Editorial Integrity
Dive Otter exists to make scuba diving clearer, safer, and grounded in reality. Every article aims to help divers understand what to do and why it matters. This page explains how Dive Otter maintains its standards: how ideas are formed, how information is verified, and how editing tools are used to keep communication clear.
Authorship & Experience
All Dive Otter articles are written by Tyler Allison, a working Divemaster and the founder of Dive Otter. Every piece reflects firsthand experience, direct observation, or verified fact. No ghostwriters or anonymous contributors. If guest authors appear in the future, their qualifications and role will be stated clearly.
Accuracy & Verification
Every statement must be observable, demonstrable, or traceable to a credible source. Technical topics such as gas planning, decompression concepts, and safety practices are checked against recognized training materials or verified field use. If an error is found, it is corrected publicly in the site changelog.
Editing Tools and Clarity
I have always been stronger at verbal communication than at written expression. Writing forces me to translate what is in my head into words that others can follow, and that takes deliberate editing. I have relied on editing tools since the 1980s, when I was writing school papers on a Tandy 1000, to help with spelling, grammar, flow, and readability. I still use them for the same reason: clear writing matters.
These tools assist with language, not meaning. They help me refine the words until they reflect the intent. Every idea, conclusion, and judgment on Dive Otter is mine.
Editorial Independence
Dive Otter does not accept payment or influence for product placement, training recommendations, or endorsements. Gear opinions, course views, and safety guidance are independent. If any financial relationship ever exists, it will be disclosed plainly.

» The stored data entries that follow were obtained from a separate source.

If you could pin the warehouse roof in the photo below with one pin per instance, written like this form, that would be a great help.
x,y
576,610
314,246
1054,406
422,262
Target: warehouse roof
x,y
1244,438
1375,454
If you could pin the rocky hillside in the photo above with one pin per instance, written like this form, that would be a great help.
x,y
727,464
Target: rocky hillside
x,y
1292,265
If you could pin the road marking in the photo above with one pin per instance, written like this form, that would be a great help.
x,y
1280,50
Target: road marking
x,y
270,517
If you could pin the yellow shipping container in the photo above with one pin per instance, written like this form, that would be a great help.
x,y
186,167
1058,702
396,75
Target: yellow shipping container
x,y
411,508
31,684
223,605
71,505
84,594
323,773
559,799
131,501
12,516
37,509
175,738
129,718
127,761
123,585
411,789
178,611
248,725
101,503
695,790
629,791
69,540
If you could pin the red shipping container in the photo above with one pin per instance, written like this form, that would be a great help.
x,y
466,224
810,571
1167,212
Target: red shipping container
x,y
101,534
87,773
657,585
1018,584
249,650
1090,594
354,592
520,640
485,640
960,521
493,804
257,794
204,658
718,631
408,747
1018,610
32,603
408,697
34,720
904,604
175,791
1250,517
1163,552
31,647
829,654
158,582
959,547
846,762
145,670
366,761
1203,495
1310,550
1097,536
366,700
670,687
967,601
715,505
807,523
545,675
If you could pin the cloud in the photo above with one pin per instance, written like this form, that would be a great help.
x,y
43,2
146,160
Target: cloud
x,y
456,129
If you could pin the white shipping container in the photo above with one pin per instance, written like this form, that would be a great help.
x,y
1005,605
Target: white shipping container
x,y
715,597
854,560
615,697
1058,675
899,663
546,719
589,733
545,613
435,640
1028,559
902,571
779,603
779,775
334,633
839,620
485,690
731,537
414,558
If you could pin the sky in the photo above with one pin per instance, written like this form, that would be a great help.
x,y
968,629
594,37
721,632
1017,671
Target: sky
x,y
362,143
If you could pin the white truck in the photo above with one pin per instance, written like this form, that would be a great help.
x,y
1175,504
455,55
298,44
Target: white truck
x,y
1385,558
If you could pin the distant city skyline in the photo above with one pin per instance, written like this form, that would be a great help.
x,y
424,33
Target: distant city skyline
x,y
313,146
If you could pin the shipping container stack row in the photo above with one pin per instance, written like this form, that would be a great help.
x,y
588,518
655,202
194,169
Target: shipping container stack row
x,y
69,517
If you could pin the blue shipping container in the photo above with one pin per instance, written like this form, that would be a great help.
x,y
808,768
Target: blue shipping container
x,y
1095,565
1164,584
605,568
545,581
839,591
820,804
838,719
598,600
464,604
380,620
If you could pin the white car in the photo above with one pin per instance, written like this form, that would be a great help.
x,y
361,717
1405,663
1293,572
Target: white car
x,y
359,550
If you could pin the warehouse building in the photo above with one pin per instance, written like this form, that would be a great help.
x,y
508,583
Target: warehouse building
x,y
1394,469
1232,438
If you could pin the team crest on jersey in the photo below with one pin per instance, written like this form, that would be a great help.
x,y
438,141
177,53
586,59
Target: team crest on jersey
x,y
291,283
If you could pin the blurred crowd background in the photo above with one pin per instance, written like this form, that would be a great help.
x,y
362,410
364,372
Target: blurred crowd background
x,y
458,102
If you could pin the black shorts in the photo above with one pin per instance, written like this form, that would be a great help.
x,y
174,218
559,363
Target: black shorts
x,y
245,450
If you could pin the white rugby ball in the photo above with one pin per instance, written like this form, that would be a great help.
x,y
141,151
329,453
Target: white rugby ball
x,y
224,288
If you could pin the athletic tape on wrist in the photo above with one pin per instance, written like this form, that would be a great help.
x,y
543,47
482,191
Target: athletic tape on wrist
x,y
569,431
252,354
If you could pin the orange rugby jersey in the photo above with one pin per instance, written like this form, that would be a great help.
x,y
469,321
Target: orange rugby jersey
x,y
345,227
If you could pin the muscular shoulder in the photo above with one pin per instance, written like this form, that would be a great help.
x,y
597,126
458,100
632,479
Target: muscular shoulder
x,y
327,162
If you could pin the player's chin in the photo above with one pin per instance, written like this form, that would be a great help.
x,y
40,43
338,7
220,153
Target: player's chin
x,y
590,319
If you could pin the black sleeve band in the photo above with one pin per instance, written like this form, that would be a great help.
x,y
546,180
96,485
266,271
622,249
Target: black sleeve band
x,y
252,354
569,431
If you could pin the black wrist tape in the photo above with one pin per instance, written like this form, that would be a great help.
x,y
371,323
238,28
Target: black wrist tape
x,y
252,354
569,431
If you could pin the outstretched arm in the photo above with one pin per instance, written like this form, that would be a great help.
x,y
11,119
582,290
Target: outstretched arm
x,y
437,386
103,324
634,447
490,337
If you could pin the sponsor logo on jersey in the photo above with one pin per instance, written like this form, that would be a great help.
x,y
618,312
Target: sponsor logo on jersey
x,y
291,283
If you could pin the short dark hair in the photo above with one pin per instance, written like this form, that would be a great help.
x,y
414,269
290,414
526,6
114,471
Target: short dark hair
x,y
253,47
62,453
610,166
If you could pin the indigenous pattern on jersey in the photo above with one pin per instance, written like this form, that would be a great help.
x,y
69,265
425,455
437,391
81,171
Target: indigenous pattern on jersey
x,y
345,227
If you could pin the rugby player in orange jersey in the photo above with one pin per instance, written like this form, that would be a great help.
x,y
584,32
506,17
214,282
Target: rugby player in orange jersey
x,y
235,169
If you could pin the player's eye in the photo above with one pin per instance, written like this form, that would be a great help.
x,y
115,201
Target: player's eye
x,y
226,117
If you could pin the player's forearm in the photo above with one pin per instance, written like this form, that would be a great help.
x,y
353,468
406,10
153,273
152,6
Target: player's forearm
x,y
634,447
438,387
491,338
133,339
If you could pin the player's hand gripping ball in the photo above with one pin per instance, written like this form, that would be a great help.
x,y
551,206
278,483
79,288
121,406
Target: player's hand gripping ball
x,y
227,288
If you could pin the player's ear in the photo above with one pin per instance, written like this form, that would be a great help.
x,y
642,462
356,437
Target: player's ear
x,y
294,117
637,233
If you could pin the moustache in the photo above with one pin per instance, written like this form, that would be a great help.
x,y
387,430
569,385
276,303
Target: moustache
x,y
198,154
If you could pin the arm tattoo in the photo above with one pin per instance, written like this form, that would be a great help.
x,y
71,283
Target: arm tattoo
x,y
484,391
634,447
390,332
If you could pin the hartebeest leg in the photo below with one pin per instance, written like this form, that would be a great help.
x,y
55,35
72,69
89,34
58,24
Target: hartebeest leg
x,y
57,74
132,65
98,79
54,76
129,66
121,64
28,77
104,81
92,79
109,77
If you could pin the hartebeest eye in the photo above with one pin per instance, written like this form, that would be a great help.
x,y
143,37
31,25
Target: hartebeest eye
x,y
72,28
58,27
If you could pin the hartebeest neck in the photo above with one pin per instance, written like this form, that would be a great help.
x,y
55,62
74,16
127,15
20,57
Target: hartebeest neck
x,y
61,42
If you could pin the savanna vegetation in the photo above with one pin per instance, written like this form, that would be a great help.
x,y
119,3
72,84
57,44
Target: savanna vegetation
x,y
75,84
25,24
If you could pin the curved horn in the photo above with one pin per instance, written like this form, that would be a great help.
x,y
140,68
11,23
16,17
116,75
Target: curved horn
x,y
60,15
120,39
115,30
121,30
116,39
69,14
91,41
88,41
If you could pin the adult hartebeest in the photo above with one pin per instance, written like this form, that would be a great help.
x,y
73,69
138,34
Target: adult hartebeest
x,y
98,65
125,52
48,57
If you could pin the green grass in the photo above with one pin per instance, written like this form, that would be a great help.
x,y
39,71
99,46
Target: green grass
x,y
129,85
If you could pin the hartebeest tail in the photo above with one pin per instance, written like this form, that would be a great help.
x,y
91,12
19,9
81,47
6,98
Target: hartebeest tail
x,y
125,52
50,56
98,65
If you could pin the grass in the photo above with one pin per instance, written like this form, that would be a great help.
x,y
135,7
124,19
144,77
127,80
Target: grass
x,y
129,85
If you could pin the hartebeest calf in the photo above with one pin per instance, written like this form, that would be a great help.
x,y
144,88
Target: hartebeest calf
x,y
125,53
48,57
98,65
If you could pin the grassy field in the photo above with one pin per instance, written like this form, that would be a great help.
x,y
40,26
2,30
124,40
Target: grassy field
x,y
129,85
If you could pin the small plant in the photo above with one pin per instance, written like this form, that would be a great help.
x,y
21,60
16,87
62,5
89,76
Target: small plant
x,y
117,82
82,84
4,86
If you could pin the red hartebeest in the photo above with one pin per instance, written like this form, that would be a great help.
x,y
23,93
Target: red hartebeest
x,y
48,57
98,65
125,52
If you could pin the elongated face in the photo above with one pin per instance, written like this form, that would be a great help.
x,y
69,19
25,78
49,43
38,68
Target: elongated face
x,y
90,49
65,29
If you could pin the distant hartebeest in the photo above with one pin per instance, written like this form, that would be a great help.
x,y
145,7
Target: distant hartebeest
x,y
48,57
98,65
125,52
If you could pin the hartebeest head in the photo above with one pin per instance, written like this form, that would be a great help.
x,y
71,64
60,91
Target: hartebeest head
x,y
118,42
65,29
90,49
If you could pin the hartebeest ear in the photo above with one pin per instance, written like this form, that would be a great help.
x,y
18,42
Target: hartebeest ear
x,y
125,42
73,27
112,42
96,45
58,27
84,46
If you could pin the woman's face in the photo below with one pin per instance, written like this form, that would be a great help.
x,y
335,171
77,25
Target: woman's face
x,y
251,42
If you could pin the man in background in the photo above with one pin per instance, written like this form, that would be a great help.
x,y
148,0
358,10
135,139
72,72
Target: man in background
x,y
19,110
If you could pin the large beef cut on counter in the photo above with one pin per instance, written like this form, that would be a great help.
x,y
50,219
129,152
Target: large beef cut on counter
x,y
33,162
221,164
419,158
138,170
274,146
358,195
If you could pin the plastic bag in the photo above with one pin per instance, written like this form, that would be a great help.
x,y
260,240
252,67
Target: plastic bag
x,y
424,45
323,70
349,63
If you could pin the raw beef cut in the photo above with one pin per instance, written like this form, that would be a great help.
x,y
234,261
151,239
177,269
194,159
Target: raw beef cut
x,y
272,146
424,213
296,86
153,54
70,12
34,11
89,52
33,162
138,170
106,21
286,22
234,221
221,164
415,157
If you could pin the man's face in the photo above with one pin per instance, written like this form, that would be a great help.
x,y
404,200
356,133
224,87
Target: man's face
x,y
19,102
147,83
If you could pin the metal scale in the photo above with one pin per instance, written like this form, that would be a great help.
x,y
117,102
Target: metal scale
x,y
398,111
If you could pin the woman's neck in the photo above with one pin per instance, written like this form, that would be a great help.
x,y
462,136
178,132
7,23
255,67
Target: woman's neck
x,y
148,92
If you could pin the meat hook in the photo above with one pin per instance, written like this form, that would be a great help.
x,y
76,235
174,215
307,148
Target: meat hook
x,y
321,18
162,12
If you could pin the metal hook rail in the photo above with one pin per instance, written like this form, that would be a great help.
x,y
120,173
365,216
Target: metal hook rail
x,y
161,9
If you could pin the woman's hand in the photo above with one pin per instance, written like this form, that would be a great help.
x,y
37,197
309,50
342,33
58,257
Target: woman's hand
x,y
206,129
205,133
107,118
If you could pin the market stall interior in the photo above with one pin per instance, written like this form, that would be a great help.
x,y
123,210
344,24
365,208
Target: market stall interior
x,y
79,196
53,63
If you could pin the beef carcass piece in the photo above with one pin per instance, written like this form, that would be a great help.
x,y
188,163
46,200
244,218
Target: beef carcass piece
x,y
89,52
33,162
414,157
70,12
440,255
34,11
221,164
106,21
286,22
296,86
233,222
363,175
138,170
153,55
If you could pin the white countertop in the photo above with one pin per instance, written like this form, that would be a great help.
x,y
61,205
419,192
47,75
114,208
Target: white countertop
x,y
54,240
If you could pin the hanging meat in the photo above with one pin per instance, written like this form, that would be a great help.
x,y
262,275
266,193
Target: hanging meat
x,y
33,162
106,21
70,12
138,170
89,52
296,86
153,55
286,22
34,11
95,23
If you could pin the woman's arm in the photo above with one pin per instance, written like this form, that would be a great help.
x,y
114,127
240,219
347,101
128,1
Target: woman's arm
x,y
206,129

Transparency and Revisions
The changelog records significant updates to published pages, including corrections, expansions, and removals. Readers deserve to see how ideas evolve and how accuracy is maintained over time.
Philosophy of Integrity
Reality is the standard. Words must mean what they say. Facts must survive scrutiny. Trust is earned through accuracy and honesty, not polish. Using tools to improve readability strengthens the message. Pretending not to need them would weaken it.